8 thoughts on “WPF & Memory Leaks”

  1. Nice blog post Cory. Have you tried the latest ANTS Memory Profiler from Red Gate? It’s a major improvement over what it used to be, but you should judge for yourself as I’m a bit biased.

  2. I have not tried Red Gate’s ANTS Memory Profiler. I stopped trying different ones out once I ran into SciTech’s .NET Memory Profiler. I’ll have to give it a look.

  3. Very good post Cory! I have also managed to fall foul to this subtle bug too… I cannot believe this is not *the* major issue for WPF out there (maybe people aren’t really shipping real world apps in WPF yet?) Here’s my very simplified scenario:

    I have resource dictionaries:

    Colors.xaml – with:
    <Color x:Key="BackgroundColor">#FF6699CC</Color>

    Brushes.xaml – with (note dynamic and static resource references in color prop):
    <SolidColorBrush x:Key="DynamicBackgroundBrush" Color="{DynamicResource BackgroundColor}"/>
    <SolidColorBrush x:Key="StaticBackgroundBrush" Color="{StaticResource BackgroundColor}"/>

    I have UserControl1.xaml and Usercontrol2.xaml.

    In user control 1 I use DynamicBackgroundBrush for a border background.
    In user control 2 I use StaticBackgroundBrush for a border background.

    In Window1.xaml
    I use a button to swap the ContentProperty of a ContentControl to either UserControl 1 or 2 to toggle between the two (like one would using CAL/PRISM if you use ContentControl regions to present different views).

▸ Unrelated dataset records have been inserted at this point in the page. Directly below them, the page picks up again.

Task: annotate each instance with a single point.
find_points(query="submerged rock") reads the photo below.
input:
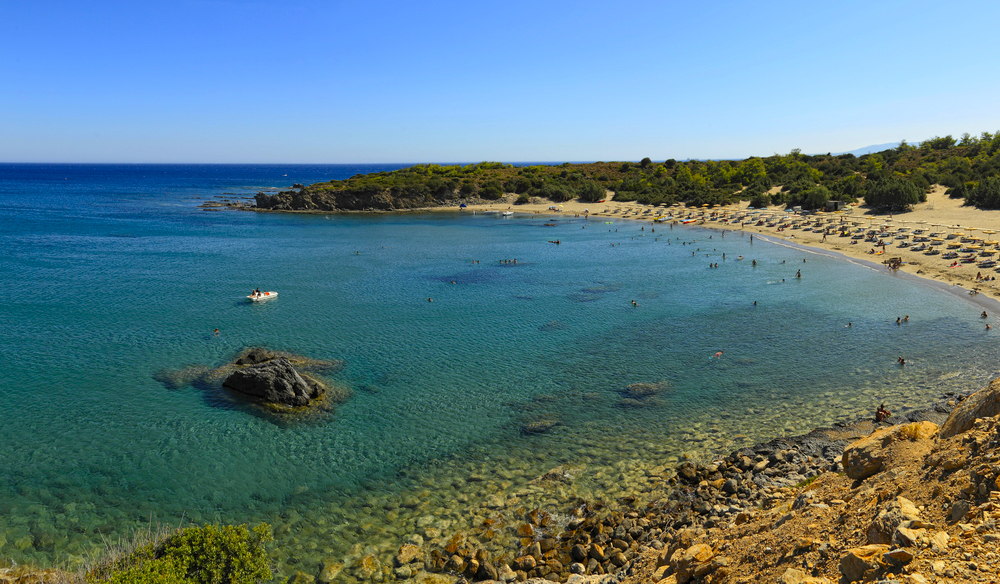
(283, 383)
(538, 426)
(274, 381)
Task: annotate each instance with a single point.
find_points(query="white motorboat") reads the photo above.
(262, 296)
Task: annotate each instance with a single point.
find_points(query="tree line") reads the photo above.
(895, 178)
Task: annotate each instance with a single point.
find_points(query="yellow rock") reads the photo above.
(867, 456)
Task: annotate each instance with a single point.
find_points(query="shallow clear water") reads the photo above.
(114, 275)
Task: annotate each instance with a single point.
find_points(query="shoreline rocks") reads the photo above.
(600, 545)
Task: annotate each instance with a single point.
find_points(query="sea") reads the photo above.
(473, 379)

    if(_userControlPlaceholder.Content is UserControl1)
    _userControlPlaceholder.Content = new UserControl2();
    else
    _userControlPlaceholder.Content = new UserControl1();
    The result is that UserControl1 leaks and UserControl2 does not. This seems to be due to the fact that Color <- SolidColorBrush <- Border.Background where the refs are all DynamicResource refs.

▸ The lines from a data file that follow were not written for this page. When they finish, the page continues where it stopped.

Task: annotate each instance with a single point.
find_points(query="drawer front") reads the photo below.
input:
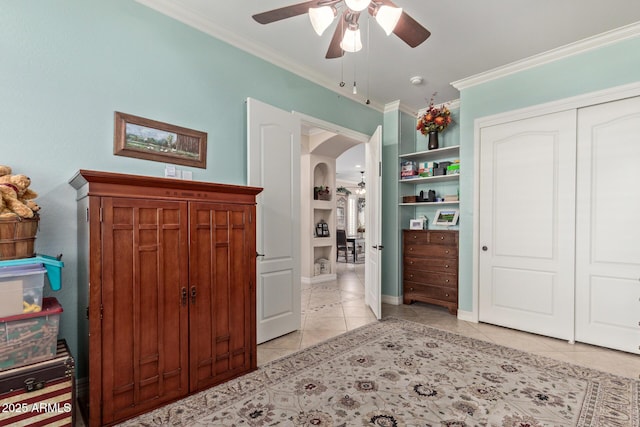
(439, 251)
(446, 265)
(431, 278)
(434, 237)
(416, 291)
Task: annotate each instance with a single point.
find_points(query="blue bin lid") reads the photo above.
(21, 270)
(52, 265)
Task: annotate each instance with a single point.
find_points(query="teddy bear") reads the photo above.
(13, 189)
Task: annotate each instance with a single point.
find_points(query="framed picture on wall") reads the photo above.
(416, 224)
(157, 141)
(446, 217)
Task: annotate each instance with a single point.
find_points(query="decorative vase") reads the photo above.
(433, 140)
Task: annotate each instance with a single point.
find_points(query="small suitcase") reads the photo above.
(40, 394)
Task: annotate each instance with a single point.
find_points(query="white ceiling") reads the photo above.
(467, 37)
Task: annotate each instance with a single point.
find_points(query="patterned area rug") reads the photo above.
(400, 373)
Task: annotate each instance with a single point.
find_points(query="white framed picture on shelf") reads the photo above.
(416, 224)
(446, 217)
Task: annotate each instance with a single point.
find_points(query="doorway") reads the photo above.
(275, 157)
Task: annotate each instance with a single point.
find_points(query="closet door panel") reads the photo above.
(527, 209)
(608, 230)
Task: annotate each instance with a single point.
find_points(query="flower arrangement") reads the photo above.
(435, 119)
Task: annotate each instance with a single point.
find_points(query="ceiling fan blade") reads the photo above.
(335, 51)
(408, 29)
(285, 12)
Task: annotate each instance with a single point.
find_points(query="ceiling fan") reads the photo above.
(346, 37)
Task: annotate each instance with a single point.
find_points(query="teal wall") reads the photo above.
(390, 172)
(67, 65)
(400, 136)
(603, 68)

    Bear in mind that this is a simplified scenario to show the issue and that it is especially subtle when control templates are involves which exist in separate resource dictionary files in which it is sometimes difficult to use a StaticResource reference.

    What has been your workaround to this? I have verified that it is fixed in .NET 4.0 (Beta) but what to do for now?

    BTW – .NET Memory Profiler flagged this immediately with a ‘Direct EventHandler roots’ warning – great tool!

  4. @Clint

    Thanks Clint, glad you liked the post. I wrote it so that my pain could be other people’s gain.

    As I understand your comment, it seems as if you are running afoul of what I was calling the ‘Red Herring’. It is definitely a bug, and one (as you have noted) that they have fixed. However, I could never verify that it was causing us issues in our running application. In every place that I checked, inflation of the resource caused it to detach and not leak.

    It seems as if you found a situation where it still leaks even if the UserControl becomes part of the visual tree. Well, I guess I am assuming that _userControlPlaceholder is being shown on the screen … is that the case?

    Regardless, all that being said, I would say that the workaround would be to use StaticResource(s) instead of DynamicResource(s). Of course, this would eliminite the possibility of ‘on-the-fly’ skinning. We ourselves just left things the way the are … as the big leak by far … was the one that occurs with data binding.

    Good luck … thanks for commenting!

  5. Red Gate were kind enough to send me a free copy of their ANTS profiler for review. Unfortunately, I never published the review in our literature because it just crashed over and over. Turns out it does not fully support .NET CIL and many of our programs use ILX that causes the ANTS profiler to crash.

  6. Eric Harding of Microsoft says that they use the .NET Memory Profiler internally on the WPF performance team.

    Check out the following PDC session where he states that. For that matter, that session is just a great session on WPF performance problems and how to use tools to solve them.